Игрок, сжимающий голову руками
Два этюда для картины «Игроки» (1852, КМРИ). 1851-1852
- Бумага на картоне, итальянский карандаш, мел. 32 х 40
- Р-7728
Пост. в 1918 от Е. М. Терещенко, Петроград; ранее — в собр. И. Н. Терещенко, Киев; ранее — в собр. Л. М. Жемчужникова, Москва, Петербург
- Период Вторая половина XIX века
- КатегорияБытовой жанр
- Поделиться
В 1840-е годы бытовому жанру еще существенно недоставало психологизма. Художники больше пользовались «описательностью» в изображении жизненных, даже драматических ситуаций. Но постепенно эта особенность 40-х годов перерастет как бы в свою противоположность. Расстояние во времени между федотовскими сепиями («Магазин», «Художник, женившийся без приданого в надежде на свой талант», «Следствие кончины Фидельки», все — ГТГ), исполненными в 1844–1846 годах, и этюдами для картины «Игроки» немногим более пяти лет.

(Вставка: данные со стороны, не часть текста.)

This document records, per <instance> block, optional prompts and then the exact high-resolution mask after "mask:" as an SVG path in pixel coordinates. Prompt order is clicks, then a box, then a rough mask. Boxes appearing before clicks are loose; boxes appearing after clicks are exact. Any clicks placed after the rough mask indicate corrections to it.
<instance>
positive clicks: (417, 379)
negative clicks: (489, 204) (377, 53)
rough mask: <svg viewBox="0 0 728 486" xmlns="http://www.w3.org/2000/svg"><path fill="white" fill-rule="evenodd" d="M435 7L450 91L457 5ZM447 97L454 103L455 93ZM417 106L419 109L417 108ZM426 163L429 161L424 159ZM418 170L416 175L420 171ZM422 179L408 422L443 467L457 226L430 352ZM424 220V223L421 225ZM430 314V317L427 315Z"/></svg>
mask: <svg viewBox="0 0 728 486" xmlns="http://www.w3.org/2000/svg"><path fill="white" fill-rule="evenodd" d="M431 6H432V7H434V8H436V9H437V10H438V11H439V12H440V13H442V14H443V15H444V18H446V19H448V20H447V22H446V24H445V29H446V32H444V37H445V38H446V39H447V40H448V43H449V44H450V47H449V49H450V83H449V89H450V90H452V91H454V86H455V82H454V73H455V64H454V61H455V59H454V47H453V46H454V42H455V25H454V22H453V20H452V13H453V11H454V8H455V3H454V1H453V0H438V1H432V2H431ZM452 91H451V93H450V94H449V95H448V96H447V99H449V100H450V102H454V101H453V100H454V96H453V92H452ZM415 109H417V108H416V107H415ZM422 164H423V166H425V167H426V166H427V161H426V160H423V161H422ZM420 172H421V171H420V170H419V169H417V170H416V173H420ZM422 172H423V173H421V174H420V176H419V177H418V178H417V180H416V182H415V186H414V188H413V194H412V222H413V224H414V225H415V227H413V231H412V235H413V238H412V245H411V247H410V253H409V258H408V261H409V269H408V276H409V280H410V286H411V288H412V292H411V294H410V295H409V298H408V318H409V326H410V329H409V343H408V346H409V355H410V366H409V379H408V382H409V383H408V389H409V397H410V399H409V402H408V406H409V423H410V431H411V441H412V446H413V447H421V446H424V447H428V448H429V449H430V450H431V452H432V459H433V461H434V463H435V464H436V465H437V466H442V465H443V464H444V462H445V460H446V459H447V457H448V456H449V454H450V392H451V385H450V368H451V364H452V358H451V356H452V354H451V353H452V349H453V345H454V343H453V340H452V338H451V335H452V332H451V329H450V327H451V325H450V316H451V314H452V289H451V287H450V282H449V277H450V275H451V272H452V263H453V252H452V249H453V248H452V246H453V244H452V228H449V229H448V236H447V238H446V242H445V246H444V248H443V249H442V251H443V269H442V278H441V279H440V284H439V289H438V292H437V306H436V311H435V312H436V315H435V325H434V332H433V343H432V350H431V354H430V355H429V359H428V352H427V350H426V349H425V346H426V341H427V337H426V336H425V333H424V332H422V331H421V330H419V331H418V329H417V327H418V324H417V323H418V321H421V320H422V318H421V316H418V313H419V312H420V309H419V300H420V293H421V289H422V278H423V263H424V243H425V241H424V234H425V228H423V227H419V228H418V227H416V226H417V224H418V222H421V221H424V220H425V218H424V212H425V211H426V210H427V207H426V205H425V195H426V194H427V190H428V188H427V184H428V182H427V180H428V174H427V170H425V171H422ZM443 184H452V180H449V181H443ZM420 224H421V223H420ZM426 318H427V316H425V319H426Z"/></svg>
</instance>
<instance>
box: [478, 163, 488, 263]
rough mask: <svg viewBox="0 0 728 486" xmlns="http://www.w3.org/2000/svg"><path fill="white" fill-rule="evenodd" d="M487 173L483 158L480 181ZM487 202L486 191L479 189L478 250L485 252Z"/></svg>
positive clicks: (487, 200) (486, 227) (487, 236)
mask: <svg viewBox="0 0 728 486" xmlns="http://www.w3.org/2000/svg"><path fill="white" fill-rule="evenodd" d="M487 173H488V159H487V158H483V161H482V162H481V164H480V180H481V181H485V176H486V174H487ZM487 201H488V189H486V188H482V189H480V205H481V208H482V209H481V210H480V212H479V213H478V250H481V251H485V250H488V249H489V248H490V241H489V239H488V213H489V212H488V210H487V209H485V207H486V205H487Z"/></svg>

И в то же время между этими произведениями — эпоха.
В «Игроках» выразилось то, к чему будет идти русское искусство вплоть до Н. Н. Ге с его циклом «Христос и Пилат». Преодоление литературности, повествовательности, свойственной 40-м годам, займет несколько десятилетий.

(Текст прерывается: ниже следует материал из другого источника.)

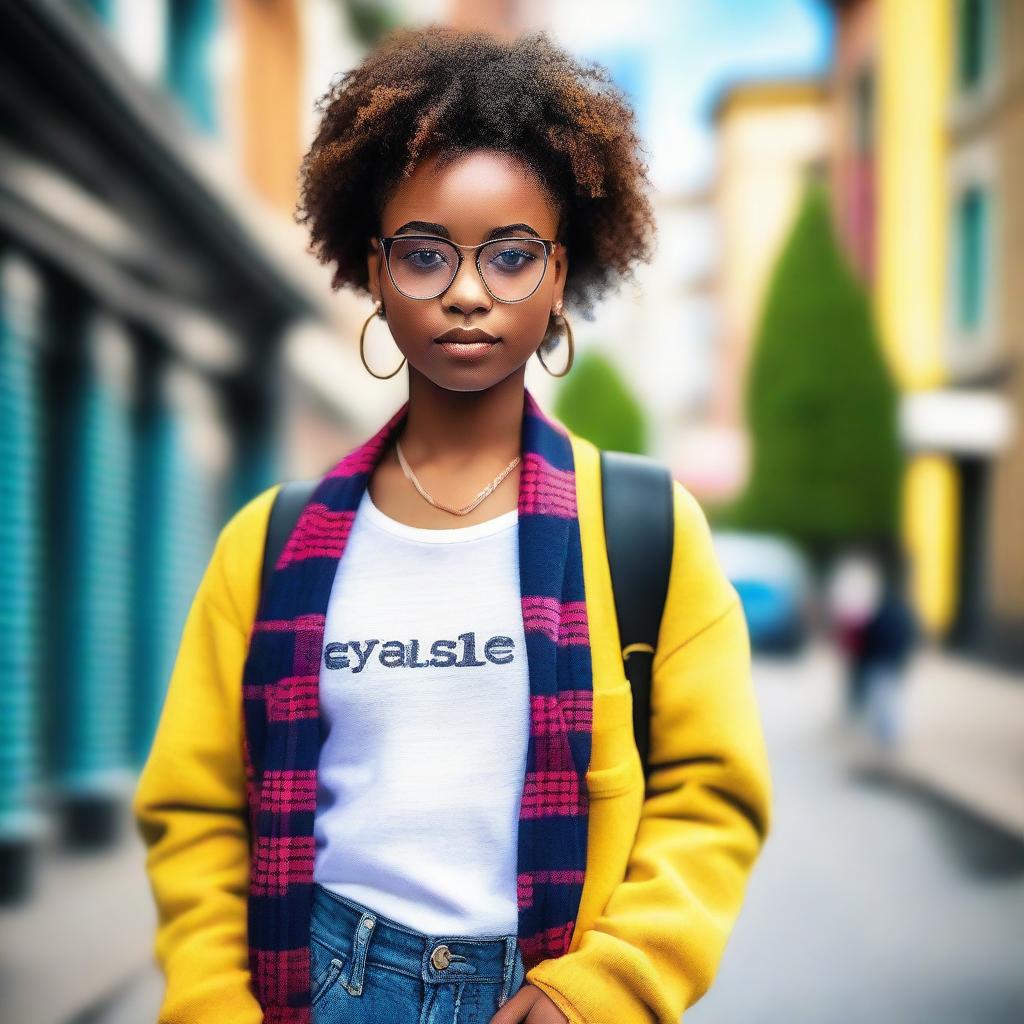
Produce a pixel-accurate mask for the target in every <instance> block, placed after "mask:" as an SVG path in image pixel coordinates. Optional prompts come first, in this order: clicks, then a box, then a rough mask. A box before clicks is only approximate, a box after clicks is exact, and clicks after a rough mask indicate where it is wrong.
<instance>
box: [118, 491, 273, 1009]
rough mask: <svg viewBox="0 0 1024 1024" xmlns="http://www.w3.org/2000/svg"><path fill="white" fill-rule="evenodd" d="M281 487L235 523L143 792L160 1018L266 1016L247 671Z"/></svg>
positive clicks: (166, 696) (256, 499)
mask: <svg viewBox="0 0 1024 1024" xmlns="http://www.w3.org/2000/svg"><path fill="white" fill-rule="evenodd" d="M272 489H273V488H270V489H268V490H265V492H263V494H261V495H259V496H257V497H256V498H254V499H252V501H251V502H249V503H248V504H247V505H246V506H244V507H243V509H241V510H240V511H239V512H238V513H236V515H234V517H233V518H232V519H231V520H230V521H229V522H228V523H227V524H226V525H225V526H224V527H223V529H222V530H221V532H220V535H219V537H218V539H217V543H216V545H215V548H214V551H213V555H212V557H211V559H210V562H209V564H208V565H207V567H206V571H205V573H204V575H203V579H202V581H201V583H200V585H199V588H198V590H197V592H196V594H195V597H194V599H193V602H191V606H190V608H189V611H188V614H187V616H186V620H185V624H184V629H183V631H182V634H181V640H180V644H179V647H178V651H177V655H176V659H175V664H174V667H173V670H172V673H171V677H170V681H169V683H168V688H167V694H166V697H165V700H164V706H163V709H162V712H161V716H160V720H159V723H158V726H157V731H156V734H155V737H154V741H153V744H152V746H151V751H150V755H148V758H147V759H146V762H145V764H144V766H143V769H142V772H141V775H140V777H139V780H138V783H137V786H136V790H135V794H134V797H133V800H132V813H133V815H134V819H135V823H136V827H137V829H138V831H139V834H140V836H141V838H142V840H143V842H144V844H145V848H146V860H145V864H146V872H147V874H148V878H150V885H151V889H152V892H153V896H154V899H155V902H156V905H157V911H158V923H157V932H156V941H155V946H154V951H155V954H156V958H157V961H158V963H159V965H160V967H161V970H162V971H163V973H164V976H165V979H166V988H165V993H164V998H163V1004H162V1006H161V1009H160V1016H159V1024H200V1022H203V1021H216V1020H223V1021H230V1022H231V1024H260V1022H261V1021H262V1020H263V1011H262V1008H261V1007H260V1005H259V1002H258V1001H257V999H256V996H255V995H254V994H253V992H252V990H251V987H250V972H249V950H248V923H247V913H248V910H247V894H248V883H249V838H248V818H247V805H246V787H245V764H244V760H243V748H242V732H243V727H242V670H243V666H244V664H245V658H246V653H247V651H248V637H249V632H250V629H251V624H252V620H253V617H254V616H255V602H256V597H257V586H258V565H259V556H260V553H261V552H262V542H263V536H264V530H265V522H266V514H267V512H268V508H269V499H270V498H271V497H272Z"/></svg>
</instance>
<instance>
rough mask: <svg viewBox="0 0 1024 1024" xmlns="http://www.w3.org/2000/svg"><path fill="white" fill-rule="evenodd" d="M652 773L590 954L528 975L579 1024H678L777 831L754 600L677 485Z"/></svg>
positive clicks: (565, 959) (706, 528)
mask: <svg viewBox="0 0 1024 1024" xmlns="http://www.w3.org/2000/svg"><path fill="white" fill-rule="evenodd" d="M674 508H675V538H674V552H673V561H672V568H671V573H670V581H669V593H668V596H667V599H666V606H665V611H664V615H663V622H662V629H660V632H659V635H658V642H657V648H656V651H655V657H654V662H653V665H652V679H651V726H650V754H649V757H650V766H651V770H650V776H649V781H648V786H647V790H646V794H645V800H644V803H643V806H642V809H641V815H640V823H639V826H638V829H637V834H636V838H635V840H634V845H633V849H632V852H631V854H630V858H629V861H628V865H627V870H626V877H625V879H624V880H623V881H622V882H621V883H620V884H618V885H617V886H616V887H615V889H614V890H613V892H612V894H611V897H610V898H609V900H608V902H607V904H606V906H605V908H604V910H603V912H602V913H601V914H600V915H599V916H598V918H597V919H596V921H595V923H594V925H593V927H592V928H589V929H588V930H587V931H586V932H585V933H584V934H583V936H582V939H581V941H580V944H579V946H578V947H577V948H575V949H574V950H573V951H572V952H569V953H566V954H564V955H562V956H559V957H555V958H551V959H547V961H543V962H541V963H540V964H538V965H536V966H535V967H534V968H532V970H531V971H530V972H529V973H528V974H527V978H526V980H527V982H529V983H531V984H534V985H536V986H537V987H539V988H541V989H542V990H543V991H544V992H545V993H546V994H547V995H548V996H549V997H550V998H551V999H552V1000H553V1001H554V1002H555V1004H556V1006H558V1008H559V1009H560V1010H561V1012H562V1013H563V1014H564V1015H565V1016H566V1017H567V1018H568V1020H569V1022H570V1024H600V1022H612V1021H613V1022H615V1024H642V1022H644V1024H646V1022H656V1024H678V1022H679V1021H680V1019H681V1018H682V1016H683V1012H684V1010H685V1009H686V1008H688V1007H690V1006H692V1005H693V1004H694V1002H696V1001H697V999H699V998H700V997H701V996H702V995H703V994H705V992H706V991H707V990H708V988H709V987H710V986H711V983H712V981H713V979H714V977H715V974H716V972H717V969H718V965H719V962H720V959H721V956H722V954H723V951H724V949H725V945H726V942H727V940H728V937H729V935H730V932H731V931H732V928H733V926H734V924H735V922H736V919H737V916H738V913H739V910H740V906H741V903H742V900H743V896H744V892H745V888H746V883H748V880H749V877H750V873H751V870H752V868H753V865H754V863H755V861H756V859H757V857H758V855H759V853H760V851H761V849H762V846H763V844H764V842H765V840H766V838H767V835H768V831H769V828H770V824H771V820H770V819H771V803H772V786H771V778H770V774H769V765H768V759H767V751H766V745H765V740H764V736H763V732H762V726H761V719H760V713H759V709H758V703H757V698H756V694H755V690H754V685H753V680H752V676H751V654H750V637H749V633H748V628H746V621H745V618H744V615H743V611H742V605H741V604H740V601H739V596H738V594H737V593H736V591H735V589H734V587H733V586H732V584H731V583H730V581H729V580H728V578H727V577H726V575H725V573H724V571H723V570H722V568H721V566H720V564H719V562H718V560H717V558H716V555H715V553H714V548H713V544H712V538H711V531H710V528H709V525H708V522H707V519H706V517H705V515H703V512H702V510H701V508H700V506H699V505H698V504H697V502H696V500H695V499H694V498H693V496H692V495H691V494H690V493H689V492H688V490H687V489H686V488H685V487H684V486H683V484H681V483H680V482H679V481H674Z"/></svg>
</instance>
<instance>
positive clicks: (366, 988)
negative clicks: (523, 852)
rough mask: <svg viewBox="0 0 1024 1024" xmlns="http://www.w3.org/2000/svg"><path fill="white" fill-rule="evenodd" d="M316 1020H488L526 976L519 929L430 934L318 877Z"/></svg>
mask: <svg viewBox="0 0 1024 1024" xmlns="http://www.w3.org/2000/svg"><path fill="white" fill-rule="evenodd" d="M309 938H310V942H309V958H310V969H309V974H310V985H311V987H310V992H311V998H312V1019H313V1024H488V1022H489V1020H490V1018H492V1017H493V1016H494V1015H495V1013H497V1011H498V1009H499V1008H500V1007H501V1006H503V1005H504V1004H505V1002H507V1001H508V1000H509V998H510V997H511V996H512V995H514V994H515V993H516V992H517V991H518V990H519V989H520V988H521V987H522V983H523V979H524V977H525V970H524V966H523V961H522V955H521V953H520V952H519V947H518V945H517V943H516V936H515V935H496V936H486V937H476V936H457V935H425V934H423V933H422V932H417V931H414V930H413V929H411V928H407V927H406V926H403V925H399V924H398V923H397V922H395V921H392V920H391V919H390V918H385V916H382V915H381V914H379V913H377V912H376V911H375V910H371V909H370V908H369V907H367V906H364V905H362V904H361V903H357V902H355V901H354V900H351V899H348V898H347V897H344V896H340V895H338V894H337V893H334V892H331V890H329V889H326V888H325V887H324V886H322V885H318V884H316V883H314V884H313V906H312V920H311V923H310V932H309Z"/></svg>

Показать полный текстПоследние работы художника — несколько вариантов «Вдовушки» (ГТГ, ГРМ: Ж-4522, Ж-6433), «Анкор, еще анкор!» (ГТГ), «Игроки» (1852, КМРИ) — с разной стороны, в разных сюжетных поворотах, с разными выводами трактуют тему трагической судьбы человека, не имеющего сил и средств противостоять обстоятельствам жизни, прозябающего в тревожной, безысходной атмосфере: «Они убивают время, пока оно не добьет их в свою очередь», — это опять сам художник о своих героях и, безусловно, о себе самом*. <...>
В последних полотнах художника не осталось ничего от безмятежной ясности, доброго насмешливого взгляда, юмора так называемой нравственно-критической серии — в них отчаяние безвыходности, страх перед жизнью, с громадной силой, несмотря на крошечные размеры, выраженный фантасмагорической игрой кроваво окрашенного света, пожирающих пространство теней и конвульсивным движением растворяющихся в призрачной светотеневой игре персонажей. В этих полотнах — пароксизмы трагического мироощущения, предвечный ужас. Невероятный эмоциональный отклик вызывает картина «Игроки» **: неминуемое утро; фигуры почти бесплотны, как в запредельности; пустые рамы на стене… Есть от чего тронуться умом! Григорий Голдовский. О Павле Андреевиче Федотове // Павел Федотов. СПб, 2015. С. 14-15.
* Сарабьянов Д. В. Павел Андреевич Федотов. С. 86–91.
** Киевский музей русского искусства, инв. Ж-70.
Беспокойство духа, отчаяние сквозят и в последних произведениях Федотова — «Игроки», «Анкор, еще анкор!». Рисунки к ним, как и живописные полотна, резко отличаются от всего созданного до того не только Федотовым, но и всеми художниками первой половины XIX века. Между рисунками Федотова с текстами (Р-7598, Р-7599) и эскизами к «Игрокам» (Р-7726, Р-7729, Р-7710, Р-7728, Р-7727), «Анкор, еще анкор!» (Р-7708, Р-7706, Р-7705, Р-7707) прошло всего лишь несколько лет. Между тем эти произведения будто исполнены художниками, жившими в разные эпохи, формировавшимися на разных этических и эстетических нормах. В «Игроках», как и в «Анкор, еще анкор!», Федотов уже вполне преодолел литературность, повествовательность, свойственную «натуральной школе». Он достиг графического лаконизма и выразительности, когда линия, контур не превалируют. «Работает» пятно, для которого точно найдено место в формате листа бумаги. Сочетанием сине-зеленой основы, на которой сделаны рисунки, с черным карандашом, легким прикосновением красного или желтого цветов, обозначающих тени от горящих свечей, Федотов достигает иллюзии темноты пространства, в котором происходит драматическая коллизия. Фигура человека с поднятыми к голове руками, тень от нее на полу и стене — как уход игрока в другой мир, его физическая кончина. Здесь текст не нужен. Он помешал бы сильным эмоциям, драме, постигшей проигравших. Евгения Петрова. Рисуночное наследие Павла Федотова на фоне графики 1830—1840-х годов // Павел Федотов. СПб, 2015. С. 22-23.